Due giorni fa, il 22 novembre, a circa 50 chilometri dalla città kenyota di Mandera, vicino al confine con la Somalia, 28 persone sono state uccise dai miliziani islamisti di Al Shabab. I giustiziati facevano parte di un gruppo di 60 persone che a bordo di un autobus si stavano recando a Nairobi. La loro colpa è stata quella di non essere musulmani o di non essere in grado di recitare il Corano.
Con i riflettori mediatici puntati quasi esclusivamente sulla guerra in Iraq e Siria contro lo Stato Islamico e sul rischio di attentati negli Stati Uniti e in Europa, i gruppi estremisti islamici d’Africa cercano di tenere viva l’attenzione sulle loro campagne del terrore.
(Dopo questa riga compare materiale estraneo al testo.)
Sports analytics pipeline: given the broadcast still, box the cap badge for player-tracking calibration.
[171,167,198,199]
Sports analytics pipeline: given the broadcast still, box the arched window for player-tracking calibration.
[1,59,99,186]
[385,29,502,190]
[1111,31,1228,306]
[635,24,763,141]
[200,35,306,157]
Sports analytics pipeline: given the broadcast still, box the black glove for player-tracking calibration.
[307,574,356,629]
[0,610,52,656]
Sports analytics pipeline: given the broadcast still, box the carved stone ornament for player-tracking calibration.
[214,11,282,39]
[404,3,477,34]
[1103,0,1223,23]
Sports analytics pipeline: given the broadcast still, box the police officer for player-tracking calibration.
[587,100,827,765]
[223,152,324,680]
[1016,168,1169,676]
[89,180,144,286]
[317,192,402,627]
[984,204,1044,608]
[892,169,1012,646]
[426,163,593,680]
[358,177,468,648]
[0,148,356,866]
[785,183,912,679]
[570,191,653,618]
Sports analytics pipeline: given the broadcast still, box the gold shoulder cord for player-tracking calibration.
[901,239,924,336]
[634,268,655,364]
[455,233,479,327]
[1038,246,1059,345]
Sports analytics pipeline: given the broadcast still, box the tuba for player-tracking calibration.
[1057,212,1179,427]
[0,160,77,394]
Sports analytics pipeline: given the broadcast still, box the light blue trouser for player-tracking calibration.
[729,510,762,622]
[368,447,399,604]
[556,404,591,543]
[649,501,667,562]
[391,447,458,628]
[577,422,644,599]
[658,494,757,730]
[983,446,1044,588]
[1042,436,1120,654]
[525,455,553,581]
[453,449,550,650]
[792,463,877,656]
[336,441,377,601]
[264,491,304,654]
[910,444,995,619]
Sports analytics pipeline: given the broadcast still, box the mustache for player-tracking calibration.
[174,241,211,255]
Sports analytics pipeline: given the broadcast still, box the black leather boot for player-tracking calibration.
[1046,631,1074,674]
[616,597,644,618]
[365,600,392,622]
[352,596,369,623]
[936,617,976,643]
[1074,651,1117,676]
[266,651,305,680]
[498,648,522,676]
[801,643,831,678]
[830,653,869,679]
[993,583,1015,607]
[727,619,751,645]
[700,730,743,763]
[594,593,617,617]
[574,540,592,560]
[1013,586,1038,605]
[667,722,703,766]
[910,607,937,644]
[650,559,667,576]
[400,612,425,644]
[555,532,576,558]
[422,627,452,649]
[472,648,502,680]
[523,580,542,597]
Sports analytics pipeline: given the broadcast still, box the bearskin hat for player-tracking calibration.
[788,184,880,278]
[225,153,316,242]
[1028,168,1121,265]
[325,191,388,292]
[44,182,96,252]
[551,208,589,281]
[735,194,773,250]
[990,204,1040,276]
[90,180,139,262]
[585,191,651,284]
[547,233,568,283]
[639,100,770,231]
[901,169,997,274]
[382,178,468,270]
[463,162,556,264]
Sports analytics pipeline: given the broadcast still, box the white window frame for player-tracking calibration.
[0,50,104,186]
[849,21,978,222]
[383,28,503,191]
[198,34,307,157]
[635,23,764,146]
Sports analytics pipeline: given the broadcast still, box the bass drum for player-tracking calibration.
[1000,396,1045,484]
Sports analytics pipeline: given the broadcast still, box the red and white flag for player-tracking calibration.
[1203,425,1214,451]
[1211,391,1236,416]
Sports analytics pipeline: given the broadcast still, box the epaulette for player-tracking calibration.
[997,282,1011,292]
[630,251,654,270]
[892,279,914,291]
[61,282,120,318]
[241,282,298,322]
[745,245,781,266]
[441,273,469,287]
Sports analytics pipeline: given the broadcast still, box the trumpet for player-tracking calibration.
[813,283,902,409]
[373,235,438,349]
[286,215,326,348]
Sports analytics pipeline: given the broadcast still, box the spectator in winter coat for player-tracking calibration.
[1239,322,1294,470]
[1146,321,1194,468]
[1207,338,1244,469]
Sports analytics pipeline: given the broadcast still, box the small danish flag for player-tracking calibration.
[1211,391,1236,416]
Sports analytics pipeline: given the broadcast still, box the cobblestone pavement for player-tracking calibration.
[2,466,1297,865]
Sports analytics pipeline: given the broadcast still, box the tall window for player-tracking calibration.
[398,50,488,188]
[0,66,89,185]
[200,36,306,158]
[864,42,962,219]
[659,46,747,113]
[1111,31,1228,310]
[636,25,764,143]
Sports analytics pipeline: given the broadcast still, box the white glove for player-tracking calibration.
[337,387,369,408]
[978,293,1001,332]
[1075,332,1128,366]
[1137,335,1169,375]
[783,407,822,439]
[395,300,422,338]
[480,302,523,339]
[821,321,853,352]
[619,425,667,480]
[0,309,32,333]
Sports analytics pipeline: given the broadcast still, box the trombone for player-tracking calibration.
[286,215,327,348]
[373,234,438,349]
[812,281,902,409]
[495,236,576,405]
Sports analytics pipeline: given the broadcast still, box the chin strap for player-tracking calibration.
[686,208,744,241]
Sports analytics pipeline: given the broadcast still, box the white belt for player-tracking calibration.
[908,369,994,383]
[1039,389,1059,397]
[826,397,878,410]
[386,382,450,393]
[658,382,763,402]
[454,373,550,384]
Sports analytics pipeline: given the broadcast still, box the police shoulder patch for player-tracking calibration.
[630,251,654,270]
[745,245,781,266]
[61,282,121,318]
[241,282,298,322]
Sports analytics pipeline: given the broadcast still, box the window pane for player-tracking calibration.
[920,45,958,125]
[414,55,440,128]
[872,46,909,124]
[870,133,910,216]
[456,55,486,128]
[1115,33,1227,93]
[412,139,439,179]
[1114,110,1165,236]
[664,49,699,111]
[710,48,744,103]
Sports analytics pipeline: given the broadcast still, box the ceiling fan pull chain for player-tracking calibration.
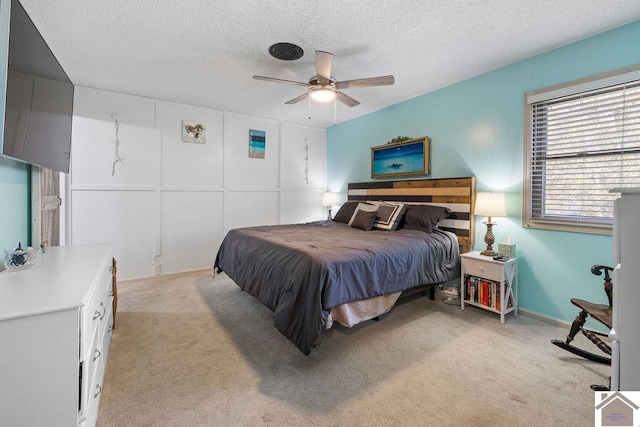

Harakat Shabaab al-Mujahidin. È questo il nome d’origine dell’organizzazione islamista somala meglio nota come Al Shabaab (“La Gioventù”), nata nel 2006 dall’ala estremista dell’Unione delle Corti Islamiche nel corso della guerra in Somalia. Da allora il gruppo combatte per rovesciare il governo di Mogadiscio e imporre la Sharia in tutto il Paese, secondo una versione radicale dell’Islam di ispirazione wahhabita, “guadagnandosi” nel 2008 l’inserimento nella black list delle organizzazioni terroristiche internazionali da parte degli Stati Uniti. Ad oggi Al Shabab, a differenza di molti altri gruppi, non hanno annunciato l’alleanza con lo Stato Islamico, mantenendo invece fede al patto di fedeltà con Al Qaeda.
Il 5 settembre gli Stati Uniti hanno annunciato l’uccisione del suo leader Ahmed Abdi Godane, conosciuto anche come Mukhtar Abu Zubair. Tra i più ricercati capifila qaedisti, Godane è stato colpito da una pioggia di missili Hellfire statunitensi mentre presenziava una riunione tra gli alti ranghi dell’organizzazione a sud di Mogadiscio, capitale della Somalia.
Uscito vittorioso da una lotta di potere intestina dopo l’uccisione nel 2008 del suo predecessore Moalim Aden Hashi Ayro freddato durante un raid americano, Godane era un veterano della jihad afghana, con alle spalle esperienze di militanza in Pakistan e Sudan. In un video diffuso nel febbraio del 2012 era apparso in compagnia del capo di Al Qaeda, Ayman al-Zawahiri, al quale aveva promesso l’obbedienza assoluta di Al Shabaab. In questi anni la sua visione internazionale si è però scontrata spesso con gli interessi territoriali dei vari clan che compongono l’ossatura dell’organizzazione.
Dopo la sua uccisione la leadership di Al Shabab non ha però perso tempo nominando come suo successore Ahmed Umar, conosciuto anche come Abu Ubaidah. Nel darne l’annuncio l’organizzazione ha affermato che vendicherà la morte di Godane, ragione per cui le autorità somale temono adesso pesanti ritorsioni da parte del gruppo qaedista.
Nonostante la frammentazione interna, Al Shabab – che ad oggi può contare su una forza di circa 7mila uomini – ha compiuto azioni eclatanti non solo in Somalia ma anche in Uganda, Etiopia e Kenya, dove il 21 settembre del 2013 nell’assalto al centro commerciale Westgate Shopping Center di Nairobi sono state uccise 67 persone. Diversi sono stati anche gli attacchi contro il contingente delle forze dell’Unione Africana (AMISOM), offensive attraverso cui il gruppo estremista è riuscito a colpire non solo il governo somalo ma anche i Paesi limitrofi che in questi anni hanno fornito mezzi e truppe per fermarne l’avanzata nel Corno d’Africa, Kenya in testa.
La missione dell’Unione Africana, avviata nel 2007, è riuscita nel 2011 ad allontanare la minaccia di Al Shabab da Mogadiscio e successivamente a privare il gruppo delle sue roccaforti nel centro e sud del Paese. Ma Al Shabab rimane fortemente radicato nelle campagne e nelle aree più remote.
Pur costretta ad abbandonare Mogadiscio e il porto strategico di Kismayo, Al Shabaab rimane una spina nel fianco per il governo di Hassan Sheikh Mohamud. In questi ultimi mesi il presidente è tornato a chiedere ai combattenti di deporre le armi in cambio dell’amnistia. Il suo appello però sembra destinato sfumare nel nulla, come dimostra l’orrore di quanto accaduto pochi giorni fa in Kenya.